Large figure1 gallery2画像左側が「八幡の薮知らず」(斎藤雅道撮影)

 この竹藪は、市川市によると「八幡の薮知らず」と呼ばれている場所です。竹藪の中には鳥居と祠(ほこら)が設置されています。「一度入ると出ることのできない禁足地」として言い伝えられており、現在も祠が設けられ、その姿を今に伝えています。

 広辞苑にも「八幡の藪知らず」の項目があり、「ここに入れば再び出ることができないとか、祟りがあるといわれる。転じて、出口のわからないこと、迷うことなどにたとえる」と説明されています。そのため、江戸川乱歩や夏目漱石の著作でも、迷い込んだら出られないものの例えとして用いられています。

 また、この竹藪は「不知森(しらずもり)」「不知藪(しらずやぶ)」とも呼ばれています。禁足地となった理由については諸説あり、言い伝えによると「日本武尊(やまとたけるのみこと)が陣所とした跡であるため」という話が伝えられています。
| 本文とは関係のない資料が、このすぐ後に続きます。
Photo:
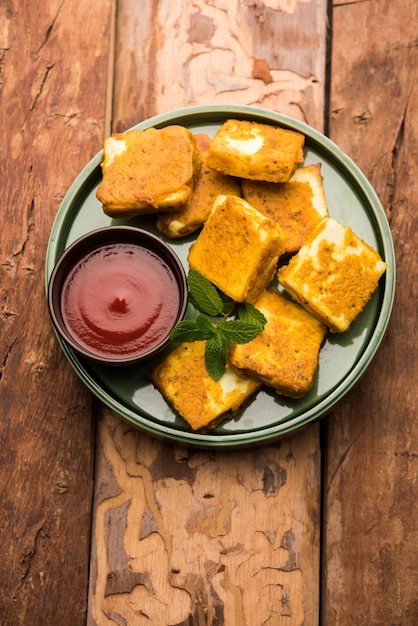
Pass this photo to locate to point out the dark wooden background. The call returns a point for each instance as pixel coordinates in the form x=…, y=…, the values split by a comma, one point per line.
x=70, y=72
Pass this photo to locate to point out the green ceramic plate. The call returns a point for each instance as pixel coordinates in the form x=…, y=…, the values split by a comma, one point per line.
x=344, y=357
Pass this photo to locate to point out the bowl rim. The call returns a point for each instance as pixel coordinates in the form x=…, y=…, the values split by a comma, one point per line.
x=98, y=237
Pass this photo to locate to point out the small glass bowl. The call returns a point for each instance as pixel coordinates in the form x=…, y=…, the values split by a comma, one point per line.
x=79, y=252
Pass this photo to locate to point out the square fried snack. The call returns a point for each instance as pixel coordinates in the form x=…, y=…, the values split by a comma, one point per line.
x=182, y=378
x=209, y=184
x=237, y=249
x=333, y=275
x=256, y=151
x=297, y=206
x=147, y=171
x=285, y=355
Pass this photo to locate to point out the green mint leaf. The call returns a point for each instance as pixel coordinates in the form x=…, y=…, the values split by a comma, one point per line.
x=215, y=356
x=235, y=331
x=227, y=302
x=205, y=326
x=249, y=314
x=187, y=331
x=203, y=295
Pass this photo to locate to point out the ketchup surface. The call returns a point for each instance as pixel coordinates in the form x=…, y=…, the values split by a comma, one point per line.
x=120, y=300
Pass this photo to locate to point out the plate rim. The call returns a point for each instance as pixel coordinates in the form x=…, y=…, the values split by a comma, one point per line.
x=328, y=402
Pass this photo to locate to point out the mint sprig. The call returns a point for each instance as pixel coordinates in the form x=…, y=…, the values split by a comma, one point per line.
x=247, y=324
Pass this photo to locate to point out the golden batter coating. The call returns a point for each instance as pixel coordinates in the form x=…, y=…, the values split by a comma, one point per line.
x=237, y=249
x=182, y=378
x=256, y=151
x=297, y=206
x=333, y=275
x=285, y=355
x=209, y=185
x=147, y=171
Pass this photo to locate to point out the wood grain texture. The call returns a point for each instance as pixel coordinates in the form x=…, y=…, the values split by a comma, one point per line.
x=269, y=53
x=53, y=65
x=371, y=538
x=182, y=536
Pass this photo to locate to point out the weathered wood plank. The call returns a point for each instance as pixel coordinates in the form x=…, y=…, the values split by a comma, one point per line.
x=183, y=536
x=53, y=59
x=371, y=531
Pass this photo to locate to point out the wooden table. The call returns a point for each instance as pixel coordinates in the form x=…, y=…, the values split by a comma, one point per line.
x=101, y=524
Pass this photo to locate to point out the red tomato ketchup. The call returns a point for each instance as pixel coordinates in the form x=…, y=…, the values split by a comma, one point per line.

 さらに、平安時代中期の平将門にゆかりがあるという説もあります。「平将門が朝廷軍と戦った際、将門軍の鬼門にあたる場所だったため」という話や、「平将門平定の折、平貞盛(たいらのさだもり)が陣を敷いたが、平定後も占星術によって将門軍の死門(あの世への関門)の一角をここに残したため、この地に入ると必ず祟りがあるとされた」といった伝承も残されています。

 ちなみに、水戸黄門こと徳川光圀がこの伝承を信じず藪に足を踏み入れたところ、白髪の老人が現れて戒めを与えた、という逸話もあるようです。

 なお、藪の範囲は江戸時代にはすでに現在とほぼ同じ大きさになっていたともいわれています。江戸時代から明治時代にかけては、この伝承に基づいた迷路が作られ、興行が行われていたという話も伝えられています。